Extending the relevance of longitudinal surveys through record linkage
Jul 25, 11:30
Over the past 20 years, Statistics Canada has conducted longitudinal surveys that have required significant funds for data collection. However, a number of factors led to the discontinuation of the longitudinal surveys on the subjects of youth in transition, children and youth, immigrants to Canada, population health, and labour and income dynamics.
The populations and topics covered by these surveys provide a wealth of information in key policy areas. In 2013, a project was initiated to extend the usefulness of these longitudinal data through record linkage at a much lower cost compared to the cost of collecting new data although with less content. Record linkage will allow researchers to analyze longer term outcomes for the cohorts in the five longitudinal surveys.
The Social Data Linkage Environment (SDLE) at Statistics Canada facilitates the creation of linked administrative and survey data files for social analysis.
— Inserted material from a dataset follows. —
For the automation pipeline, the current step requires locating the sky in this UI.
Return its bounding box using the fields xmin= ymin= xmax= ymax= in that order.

It helps address research questions and inform socio-economic policy through record linkage. At the core of the SDLE is a Derived Record Depository (DRD) which is created by linking selected Statistics Canada data source files for the purpose of producing a list of unique individuals who are assigned a unique identifier. The source files used to build the DRD include tax records, birth registration records, and immigrant data. The paired SDLE and source identifiers are stored in a key registry.
For each of the five discontinued longitudinal surveys, a cohort of respondents based on specific criteria was linked to the DRD using probabilistic or hierarchical deterministic record linkage methodologies. The linkage variables included names, dates of birth, geographic information, and administrative identification numbers, when available. The linkage rates were all above 98% and the false positive rates were below 0.5%. No bias was found in the linked results indicating that there is no strong justification to adjust the survey weights to take into account the linkage errors. The associated SDLE and survey data file identifiers were stored in the key registry after the linkage.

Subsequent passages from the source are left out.